There were likely very few people picking the young and banged up Chicago Bulls to beat the defending champion Golden State Warriors Monday night in Chicago. If there were any, then their bold prediction was for not. The 149-124 final score was not necessarily the main topic of conversation, what was is what happened in the first half alone, and Klay Thompson.
92 of those 149 points by the Warriors were scored in the first half of the game.
The Bulls overall put together a nice performance offensively as there were well on pace for over 100 points in the game, but being down at the half with the opposition scoring 92 essentially meant the game was in the books. As for Klay Thompson, he drilled 14 three-point shots on 24 attempts which is an NBA record. He totaled 52 points in 26 minutes as he, Steph Curry and Kevin Durant did not play in the fourth quarter. A historic night in the NBA record books, but not one the Chicago Bulls would like to remember.
From a Bulls perspective, it is bad
It probably did not feel good for the Bulls players on the court hearing the capacity crowd at the United Center cheer louder for Klay Thompson's record-breaking bucket than for them.
Getting torched by that score is bad enough.
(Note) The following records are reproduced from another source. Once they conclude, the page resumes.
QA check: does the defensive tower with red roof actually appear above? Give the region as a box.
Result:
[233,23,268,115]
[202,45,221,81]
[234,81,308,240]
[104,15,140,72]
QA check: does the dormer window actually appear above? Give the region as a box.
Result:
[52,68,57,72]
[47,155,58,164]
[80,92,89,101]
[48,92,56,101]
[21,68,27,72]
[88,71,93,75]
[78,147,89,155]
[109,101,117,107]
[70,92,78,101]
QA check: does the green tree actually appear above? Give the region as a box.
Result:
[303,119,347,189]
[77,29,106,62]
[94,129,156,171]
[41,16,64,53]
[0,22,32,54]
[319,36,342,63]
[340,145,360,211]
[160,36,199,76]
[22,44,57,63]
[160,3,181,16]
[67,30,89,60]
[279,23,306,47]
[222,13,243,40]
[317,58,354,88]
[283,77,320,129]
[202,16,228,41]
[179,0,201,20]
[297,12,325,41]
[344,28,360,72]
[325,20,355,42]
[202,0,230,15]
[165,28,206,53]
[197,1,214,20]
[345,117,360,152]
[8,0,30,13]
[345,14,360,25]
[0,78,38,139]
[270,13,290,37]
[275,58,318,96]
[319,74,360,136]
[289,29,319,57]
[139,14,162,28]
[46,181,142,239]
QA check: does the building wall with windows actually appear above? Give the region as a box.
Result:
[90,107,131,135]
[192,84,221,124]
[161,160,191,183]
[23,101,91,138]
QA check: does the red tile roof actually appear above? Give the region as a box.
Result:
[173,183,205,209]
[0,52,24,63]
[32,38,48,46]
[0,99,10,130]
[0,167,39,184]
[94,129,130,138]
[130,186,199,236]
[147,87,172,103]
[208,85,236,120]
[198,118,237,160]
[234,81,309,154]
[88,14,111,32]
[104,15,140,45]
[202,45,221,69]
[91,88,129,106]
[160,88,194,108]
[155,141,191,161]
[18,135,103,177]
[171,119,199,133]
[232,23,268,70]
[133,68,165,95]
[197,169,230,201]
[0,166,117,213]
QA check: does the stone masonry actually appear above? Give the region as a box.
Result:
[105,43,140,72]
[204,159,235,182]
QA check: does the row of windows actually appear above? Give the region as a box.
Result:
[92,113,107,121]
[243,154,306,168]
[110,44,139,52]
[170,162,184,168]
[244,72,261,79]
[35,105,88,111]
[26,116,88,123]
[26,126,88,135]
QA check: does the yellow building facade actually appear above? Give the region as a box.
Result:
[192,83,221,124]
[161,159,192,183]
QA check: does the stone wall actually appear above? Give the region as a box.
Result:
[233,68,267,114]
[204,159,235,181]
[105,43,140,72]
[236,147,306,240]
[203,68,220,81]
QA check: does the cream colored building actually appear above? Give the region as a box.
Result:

This Bulls team is very banged up without young star Lauri Marrkanen, Kris Dunn, Denzel Valentine or Bobby Portis and the Warriors were going to win handily regardless, but this was brutal. No defense what so ever way played and guys like Thompson and Curry were either getting wide open or just jogging on by defenders with little to no effort to stop them. A criticism of the team since season's beginning.
In the end, nobody on the team looks good - not the players and certainly not head coach Fred Hoiberg, who is getting some heat after this loss. One could imagine if the Warriors had their starters in the entire time what the score would be like in the end.
Hoiberg feeling some heat
During losses like these, head coaches always are right in the fray on criticism. They may not be on the floor, but they coach them on the floor and teach them what to do in situations. The lack of defense and no aggressiveness from the Bulls on the floor on the Warriors as they made shot after shot is something that has people asking questions. Stephen A. Smith on ESPN First Take called Hoiberg's coaching on Monday "An atrocity," yelling that he should have done "something" to Thompson and the Warriors.
Hoiberg acknowledged that his team got beat terribly and clearly was not happy in the postgame presser. "It's pretty simple Sam, we got our ass kicked," a disgruntled Hoiberg said to NBA writer Sam Smith.
Where was the emotion on the court, many ask. Why did he not do what Stephen A. Smith begged for the day after, "something"? Fred Hoiberg's place as an NBA head coach, after being a very successful college coach, has been met with mixed feelings since day one of his Bulls tenure. This seems to add more questions than answers moving forward.